Marcos se aclaró la garganta, como para llamar su atención. Así que —dijo—, ¿estar agradecido es santidad? ¿Simplemente darse cuenta es sagrado? Suena más budista que cristiano.
Sí —dijo Devon, exhausta—. ¿Estaba cediendo ella o él? Levantó los ojos justo por encima del borde de la taza y miró de nuevo a la calle, preguntándose si el día se sentía tan frío como parecía. El camino a casa tomaría veinte minutos. A veces Marcos la llevaba, pero no se lo pediría hoy. Sentiría el frío, la particular dureza del día, y luego disfrutaría del calor de su propio apartamento. Haría que el día fuera sagrado por su cuenta.
Bueno, por supuesto —dijo Marcos—, no estoy diciendo que no podamos estar agradecidos por las cosas, pero no tenemos que atribuírselas a un dios. La forma en que Marcos lo dijo, la palabra sonaba sucia. Simplemente asumo que alguien quiere decir algo parecido a la iglesia cuando dice sagrado. Al menos al Señor. Quiero decir, creo que así es como se usa comúnmente.
Devon dejó su taza. No siempre —dijo, todavía mirando afuera—. Tal vez sagrado era la palabra equivocada. O, quiero decir, era la palabra correcta para mí, pero para ti… Se estaba frustrando demasiado para hablar. Bueno, solo quería decir otras cosas…
Devon presionó sus dedos contra el cristal de la ventana. El cristal estaba frío y, sin embargo, no se sentía diferente a la quemazón en su pecho por su pelea. La mañana estaba arruinada. Ahora solo quería salir. Se levantó y levantó su pesado abrigo de lana del respaldo de su silla, planeando irse sin decir una palabra.
Marcos la vio y se levantó también, llevando sus platos al fregadero, como si ya estuviera comenzando su día solo.
En unas pocas horas, Devon sabía que su ira se desvanecería en alguna actividad, tal vez un libro, y eventualmente esta brecha entre ellos se hundiría por debajo de la superficie de sus vidas, como otras lo habían hecho antes. Las cosas volverían a estar bien.

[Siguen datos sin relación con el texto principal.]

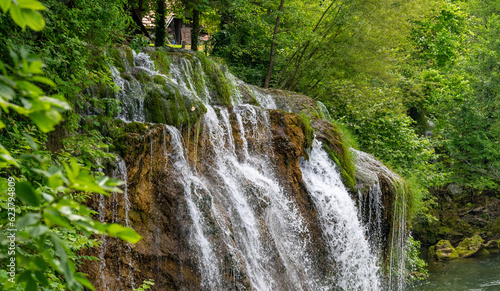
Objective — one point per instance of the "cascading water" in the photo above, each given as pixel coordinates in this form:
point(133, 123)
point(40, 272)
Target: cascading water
point(246, 228)
point(389, 245)
point(357, 267)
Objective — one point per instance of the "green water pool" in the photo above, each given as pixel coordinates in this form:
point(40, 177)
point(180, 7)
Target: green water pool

Pero aún así. . .
Devon metió sus brazos a través de las mangas de su abrigo, y comenzó a abotonar cada botón lentamente mientras Marcos colocaba platos sucios ruidosamente en el fregadero, negándose, al parecer, a darse la vuelta. Iba a dejar que Devon se fuera en silencio.
Bien.
Ella miró fijamente la parte posterior de su cuello, uno de sus lugares favoritos en su cuerpo, tan largo e ininterrumpido. Ciertamente, pensó, vendrían mejores momentos, pero ¿por qué tenían que pelear en absoluto? Entonces, como si alguien más lo estuviera diciendo, la respuesta la golpeó: estas discusiones eran exactamente por lo que había estado discutiendo: su momento sin agua. Existían para recordarle lo que ella y Marcos sí compartían.
Se quitó el abrigo, sintiéndose como si nuevas pruebas hubieran sido llevadas rápidamente a la sala del tribunal, demostrando que tenía razón irrefutablemente. Irradiaba confianza ahora y tuvo un rápido deseo de explicarle a Marcos todo lo que acababa de pensar. Pero se detuvo. En cambio, se acercó a él y puso sus manos sobre sus hombros.
Se dio la vuelta, con una mirada de sorpresa en su rostro. Su cuerpo se inclinó lejos de ella, presionándose contra el borde del fregadero. Pero ella se inclinó cerca hasta que pudo besarlo en el pecho. Nada, ni siquiera Marcos, podía sacudir su buena voluntad. En poco tiempo, después de que ella le ayudara a terminar de lavar los platos, incluso le pediría que la llevara a casa.